A fire department has the right to refuse to act as a company’s designated responder, according to confined space experts. This does not mean that the fire department wouldn’t respond if an emergency occurred and someone called 911. Most likely, the fire department would respond to the scene, but once there, would be limited as to what actions they could take. They would probably have to call in a qualified rescue team.
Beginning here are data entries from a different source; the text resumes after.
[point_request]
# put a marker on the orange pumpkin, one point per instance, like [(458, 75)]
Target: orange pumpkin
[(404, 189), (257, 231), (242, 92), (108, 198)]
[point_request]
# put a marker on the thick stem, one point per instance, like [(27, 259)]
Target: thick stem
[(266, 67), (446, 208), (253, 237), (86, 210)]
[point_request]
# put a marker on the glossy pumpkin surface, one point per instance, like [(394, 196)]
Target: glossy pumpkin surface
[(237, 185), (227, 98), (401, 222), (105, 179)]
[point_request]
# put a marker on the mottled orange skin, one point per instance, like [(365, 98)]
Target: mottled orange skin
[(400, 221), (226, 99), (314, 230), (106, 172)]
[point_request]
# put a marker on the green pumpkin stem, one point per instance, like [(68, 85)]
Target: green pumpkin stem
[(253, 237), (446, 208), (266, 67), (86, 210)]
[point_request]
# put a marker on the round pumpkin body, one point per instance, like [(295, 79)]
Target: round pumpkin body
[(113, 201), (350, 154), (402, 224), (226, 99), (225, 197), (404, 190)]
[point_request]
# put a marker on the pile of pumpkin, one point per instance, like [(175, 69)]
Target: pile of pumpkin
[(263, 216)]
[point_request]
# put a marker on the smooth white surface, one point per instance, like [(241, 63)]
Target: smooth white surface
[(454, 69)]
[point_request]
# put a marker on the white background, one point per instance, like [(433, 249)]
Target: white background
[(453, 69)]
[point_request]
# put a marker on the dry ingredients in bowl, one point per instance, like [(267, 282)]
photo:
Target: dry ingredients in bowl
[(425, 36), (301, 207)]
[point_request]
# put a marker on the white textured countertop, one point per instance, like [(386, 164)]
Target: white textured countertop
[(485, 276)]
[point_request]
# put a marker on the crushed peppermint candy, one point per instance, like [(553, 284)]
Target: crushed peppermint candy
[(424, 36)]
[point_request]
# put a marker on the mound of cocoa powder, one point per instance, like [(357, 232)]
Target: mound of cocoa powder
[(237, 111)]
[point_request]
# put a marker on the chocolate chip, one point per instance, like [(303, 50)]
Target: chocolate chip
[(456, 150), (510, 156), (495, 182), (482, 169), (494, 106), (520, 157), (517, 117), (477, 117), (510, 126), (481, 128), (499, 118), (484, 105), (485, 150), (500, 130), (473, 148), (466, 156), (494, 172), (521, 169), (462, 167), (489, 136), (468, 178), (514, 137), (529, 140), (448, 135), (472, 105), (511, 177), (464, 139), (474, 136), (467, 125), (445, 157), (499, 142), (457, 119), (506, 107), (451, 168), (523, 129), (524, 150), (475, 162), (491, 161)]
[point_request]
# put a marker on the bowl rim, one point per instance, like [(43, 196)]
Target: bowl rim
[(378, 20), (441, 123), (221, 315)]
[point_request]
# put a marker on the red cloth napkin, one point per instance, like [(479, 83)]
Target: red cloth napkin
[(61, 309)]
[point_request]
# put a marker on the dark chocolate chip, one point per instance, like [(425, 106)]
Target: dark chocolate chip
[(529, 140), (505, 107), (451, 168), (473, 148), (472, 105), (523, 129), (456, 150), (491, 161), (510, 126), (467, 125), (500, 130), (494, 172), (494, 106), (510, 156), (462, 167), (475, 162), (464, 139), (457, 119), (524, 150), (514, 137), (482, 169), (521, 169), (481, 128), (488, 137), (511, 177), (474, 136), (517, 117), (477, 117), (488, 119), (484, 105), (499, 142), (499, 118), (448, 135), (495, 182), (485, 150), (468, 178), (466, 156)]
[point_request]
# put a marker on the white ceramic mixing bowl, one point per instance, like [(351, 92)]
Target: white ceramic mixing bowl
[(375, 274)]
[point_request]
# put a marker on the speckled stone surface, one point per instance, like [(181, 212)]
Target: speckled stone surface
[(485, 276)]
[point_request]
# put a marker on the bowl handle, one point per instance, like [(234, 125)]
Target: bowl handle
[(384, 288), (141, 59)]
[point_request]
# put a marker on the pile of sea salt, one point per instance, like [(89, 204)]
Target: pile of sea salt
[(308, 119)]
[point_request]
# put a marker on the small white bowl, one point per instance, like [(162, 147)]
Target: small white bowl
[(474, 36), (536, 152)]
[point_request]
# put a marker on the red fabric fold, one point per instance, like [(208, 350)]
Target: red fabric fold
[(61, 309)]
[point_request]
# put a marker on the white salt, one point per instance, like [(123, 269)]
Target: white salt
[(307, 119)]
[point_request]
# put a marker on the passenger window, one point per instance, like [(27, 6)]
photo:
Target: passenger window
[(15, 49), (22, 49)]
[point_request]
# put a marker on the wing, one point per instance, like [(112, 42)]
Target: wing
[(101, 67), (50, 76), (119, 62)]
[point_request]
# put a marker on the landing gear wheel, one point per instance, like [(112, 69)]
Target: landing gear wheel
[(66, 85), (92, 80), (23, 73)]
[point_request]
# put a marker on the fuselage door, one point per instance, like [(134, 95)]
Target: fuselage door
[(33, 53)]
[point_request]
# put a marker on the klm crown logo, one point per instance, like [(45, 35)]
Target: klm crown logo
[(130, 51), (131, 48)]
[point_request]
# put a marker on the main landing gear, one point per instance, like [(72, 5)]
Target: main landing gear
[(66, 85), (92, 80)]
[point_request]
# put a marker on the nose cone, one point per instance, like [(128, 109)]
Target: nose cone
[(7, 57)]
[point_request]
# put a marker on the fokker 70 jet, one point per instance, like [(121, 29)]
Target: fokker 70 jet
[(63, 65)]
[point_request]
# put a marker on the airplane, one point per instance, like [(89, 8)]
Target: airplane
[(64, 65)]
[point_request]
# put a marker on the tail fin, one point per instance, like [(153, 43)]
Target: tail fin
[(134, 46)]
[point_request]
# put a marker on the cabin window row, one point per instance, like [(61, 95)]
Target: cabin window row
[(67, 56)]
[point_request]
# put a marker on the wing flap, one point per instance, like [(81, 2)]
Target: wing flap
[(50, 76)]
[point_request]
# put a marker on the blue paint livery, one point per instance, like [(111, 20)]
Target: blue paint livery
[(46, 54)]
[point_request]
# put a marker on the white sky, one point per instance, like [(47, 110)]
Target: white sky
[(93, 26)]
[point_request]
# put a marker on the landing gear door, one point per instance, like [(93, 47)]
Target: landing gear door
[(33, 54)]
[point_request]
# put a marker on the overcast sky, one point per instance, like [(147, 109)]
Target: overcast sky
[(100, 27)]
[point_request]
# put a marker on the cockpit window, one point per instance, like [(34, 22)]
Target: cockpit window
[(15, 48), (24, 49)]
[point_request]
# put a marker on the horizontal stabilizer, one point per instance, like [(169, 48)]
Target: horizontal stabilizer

Since time is often of the essence in confined space rescue, the consequences could be fatal. And because the fire department would be unable to provide the type of rescue required by OSHA confined space standards, the employer would be in violation of OSHA regulations, experts say.

OSHA’s rescue rule
OSHA 1910.146(k) says that an employer must evaluate a prospective rescuer’s ability to respond to a rescue summons in a timely manner, based on the hazards present at that particular workplace. Non-mandatory Appendix F offers employers further guidance for evaluating rescue teams. Two types of evaluations are recommended:
  1. Initial evaluation: To meet with the prospective rescuer to determine if the service is equipped and trained to perform effective and timely permit space rescues based on the specific hazards of the confined spaces at your facility
  2. Performance evaluation: To measure the rescue team’s performance during an actual or practice rescue.
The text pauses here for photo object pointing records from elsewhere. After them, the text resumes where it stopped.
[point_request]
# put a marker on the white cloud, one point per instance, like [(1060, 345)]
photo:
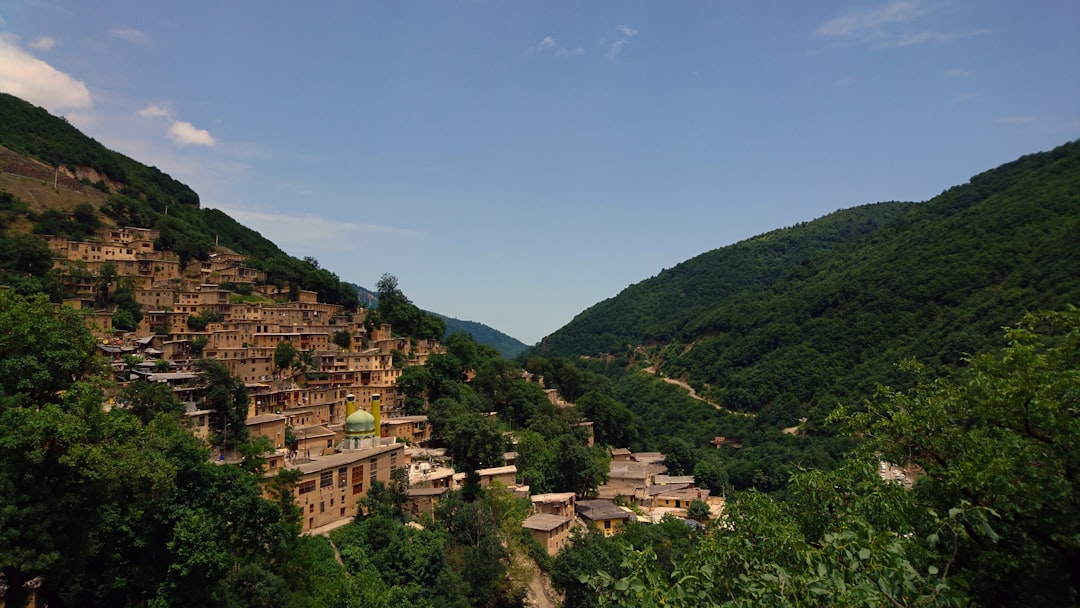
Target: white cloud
[(862, 23), (131, 35), (186, 134), (893, 25), (180, 132), (625, 32), (550, 45), (27, 77), (43, 43), (153, 111)]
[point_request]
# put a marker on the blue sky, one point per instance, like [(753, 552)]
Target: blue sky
[(514, 162)]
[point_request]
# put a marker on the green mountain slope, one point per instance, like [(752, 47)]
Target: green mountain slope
[(507, 346), (933, 281), (657, 309), (104, 188), (31, 131)]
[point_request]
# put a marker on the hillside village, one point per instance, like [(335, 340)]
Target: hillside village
[(339, 418)]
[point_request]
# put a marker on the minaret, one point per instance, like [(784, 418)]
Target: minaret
[(377, 414)]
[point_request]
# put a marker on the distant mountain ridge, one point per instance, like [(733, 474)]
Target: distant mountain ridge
[(507, 346), (820, 312)]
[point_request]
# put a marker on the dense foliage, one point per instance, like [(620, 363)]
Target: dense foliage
[(851, 293), (994, 519), (34, 132), (121, 505)]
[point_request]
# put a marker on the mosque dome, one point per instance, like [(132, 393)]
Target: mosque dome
[(360, 422)]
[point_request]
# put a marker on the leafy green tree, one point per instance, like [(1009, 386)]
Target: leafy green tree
[(1001, 434), (30, 326), (875, 548), (342, 338), (613, 423), (414, 383), (227, 399), (148, 400), (388, 499), (285, 356), (698, 510), (589, 552)]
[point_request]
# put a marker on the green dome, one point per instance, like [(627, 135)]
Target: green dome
[(360, 423)]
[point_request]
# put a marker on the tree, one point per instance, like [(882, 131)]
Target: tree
[(1001, 434), (414, 383), (872, 545), (388, 499), (342, 338), (30, 326), (698, 511), (285, 355), (148, 400), (227, 397)]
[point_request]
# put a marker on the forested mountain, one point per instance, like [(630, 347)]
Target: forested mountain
[(507, 346), (96, 187), (809, 315), (31, 131)]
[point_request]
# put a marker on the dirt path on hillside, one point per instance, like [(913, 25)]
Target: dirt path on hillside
[(691, 392), (541, 593)]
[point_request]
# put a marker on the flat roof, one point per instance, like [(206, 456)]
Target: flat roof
[(601, 510), (265, 418), (343, 458), (544, 522)]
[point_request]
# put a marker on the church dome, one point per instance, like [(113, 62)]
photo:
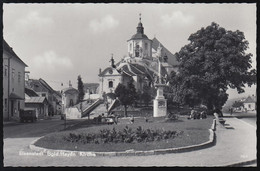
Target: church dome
[(139, 32)]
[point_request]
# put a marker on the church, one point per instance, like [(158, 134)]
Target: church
[(140, 64)]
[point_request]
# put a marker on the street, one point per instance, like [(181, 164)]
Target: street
[(249, 117), (36, 129)]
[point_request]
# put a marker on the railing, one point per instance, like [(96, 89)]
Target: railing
[(91, 107), (113, 105)]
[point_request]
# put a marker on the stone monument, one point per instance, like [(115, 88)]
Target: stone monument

Appendix F offers a list of questions to help employers conduct a thorough evaluation. Once an evaluation is complete, according to 1910.146(k), the employer should:
  • Choose a rescue service that has the capability to reach the victim(s) within a time frame that is appropriate for the permit space hazard(s) identified; and is equipped for and proficient in performing the needed rescue services;
  • Inform each rescue team or service of the hazards they may confront when called on to perform rescue at the site;
  • Provide the rescue team or service selected with access to all permit spaces from which rescue may be necessary so that the rescue service can develop appropriate rescue plans and practice rescue operations; and
  • Ensure that at least one member of the rescue team who has a current certification in first aid and CPR is available.
Preparation means practice
Once you’ve determined that the fire department meets all the criteria of a competent rescue team, obtain a written agreement with the fire department stating that they are willing to act as your designated rescue squad, say experts. Then work to develop a good relationship with the rescue team.

Have a rescue plan in place for each permit space, experts advise. Consider how you will ensure that the rescue team is available prior to any entry and how you will notify the team if a rescue is needed. Above all: practice. At a minimum, 1910.146(k)(2)(iv) requires practice rescues at least once every 12 months, provided that the team or service has not successfully performed a permit space rescue within that time.